Cosmopolitan Peasantry: Roy Campbell in Spain
Roy Campbell was raised in a period of accelerated social and industrial change in South Africa. Born at the end of the Anglo-Boer War, he grew up during the period of Union, with its burgeoning myth-making propaganda in the post-1910 era, intended to draw tourism and travel to a young nation, and which represented the country as a repository of pastoral and primitivist experience. As an adult, he lived and worked in Mediterranean villages and towns, converting to Catholicism, and settling finally in Portugal.

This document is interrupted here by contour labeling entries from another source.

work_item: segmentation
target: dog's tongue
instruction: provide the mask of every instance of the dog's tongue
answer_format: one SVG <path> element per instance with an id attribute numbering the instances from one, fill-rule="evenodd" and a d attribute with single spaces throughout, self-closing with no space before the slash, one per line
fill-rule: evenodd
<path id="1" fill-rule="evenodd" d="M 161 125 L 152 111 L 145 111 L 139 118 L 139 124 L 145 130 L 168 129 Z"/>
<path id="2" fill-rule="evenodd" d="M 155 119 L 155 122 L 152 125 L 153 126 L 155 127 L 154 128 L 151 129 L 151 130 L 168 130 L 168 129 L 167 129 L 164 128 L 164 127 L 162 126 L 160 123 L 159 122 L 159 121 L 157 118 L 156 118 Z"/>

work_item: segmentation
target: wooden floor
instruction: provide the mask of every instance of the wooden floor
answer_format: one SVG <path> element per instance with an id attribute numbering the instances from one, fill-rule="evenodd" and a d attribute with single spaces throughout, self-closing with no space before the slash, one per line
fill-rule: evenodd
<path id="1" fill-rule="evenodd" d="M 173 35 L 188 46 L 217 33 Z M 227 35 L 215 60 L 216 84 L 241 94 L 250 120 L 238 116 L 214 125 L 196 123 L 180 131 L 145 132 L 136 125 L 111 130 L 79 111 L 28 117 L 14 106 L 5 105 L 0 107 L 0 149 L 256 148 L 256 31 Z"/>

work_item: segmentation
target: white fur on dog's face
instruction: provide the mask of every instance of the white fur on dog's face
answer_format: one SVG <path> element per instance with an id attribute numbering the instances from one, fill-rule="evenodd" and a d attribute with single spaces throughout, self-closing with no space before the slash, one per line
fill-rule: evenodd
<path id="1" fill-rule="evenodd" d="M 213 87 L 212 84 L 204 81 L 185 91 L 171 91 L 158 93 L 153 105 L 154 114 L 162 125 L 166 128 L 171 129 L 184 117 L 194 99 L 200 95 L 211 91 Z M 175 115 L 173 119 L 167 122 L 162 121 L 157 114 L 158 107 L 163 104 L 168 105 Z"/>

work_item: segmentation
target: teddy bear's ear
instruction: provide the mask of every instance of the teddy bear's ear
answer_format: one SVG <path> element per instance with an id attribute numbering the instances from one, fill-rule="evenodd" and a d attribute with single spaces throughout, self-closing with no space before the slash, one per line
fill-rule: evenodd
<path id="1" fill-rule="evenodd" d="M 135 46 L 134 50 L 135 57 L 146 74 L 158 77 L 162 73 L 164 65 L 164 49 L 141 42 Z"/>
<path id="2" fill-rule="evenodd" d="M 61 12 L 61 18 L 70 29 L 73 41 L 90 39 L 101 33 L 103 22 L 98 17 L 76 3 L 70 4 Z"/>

Strongly connected to Anglo-European modernist networks, Campbell’s instinctive, and conservative, attractions to village life in archaic Mediterranean spaces were of his time. Why, though, would a South African poet of his impulses and tastes abandon the late colonial context, and the poetic opportunities that the landscape and its people had represented for him? In this paper, I will consider Campbell’s poetic and personal choices in the context of his relationship to the South African landscape, a space rich with material for modernist and "primitivist" imagery, but which was newly and aggressively marketing these very qualities.
This paper will reflect on these meanings of landscape, lifestyles, family and belief, drawing on Campbell’s autobiographies, letters, and criticism, and on the passions and desires for particular forms of space, rhythm and time expressed in his verse.
Lannie Birch (South Africa)
Department of English
University of the Western Cape
I have worked as a lecturer in the UWC English Department for the past 8 years, where I am now registered as a Doctoral student.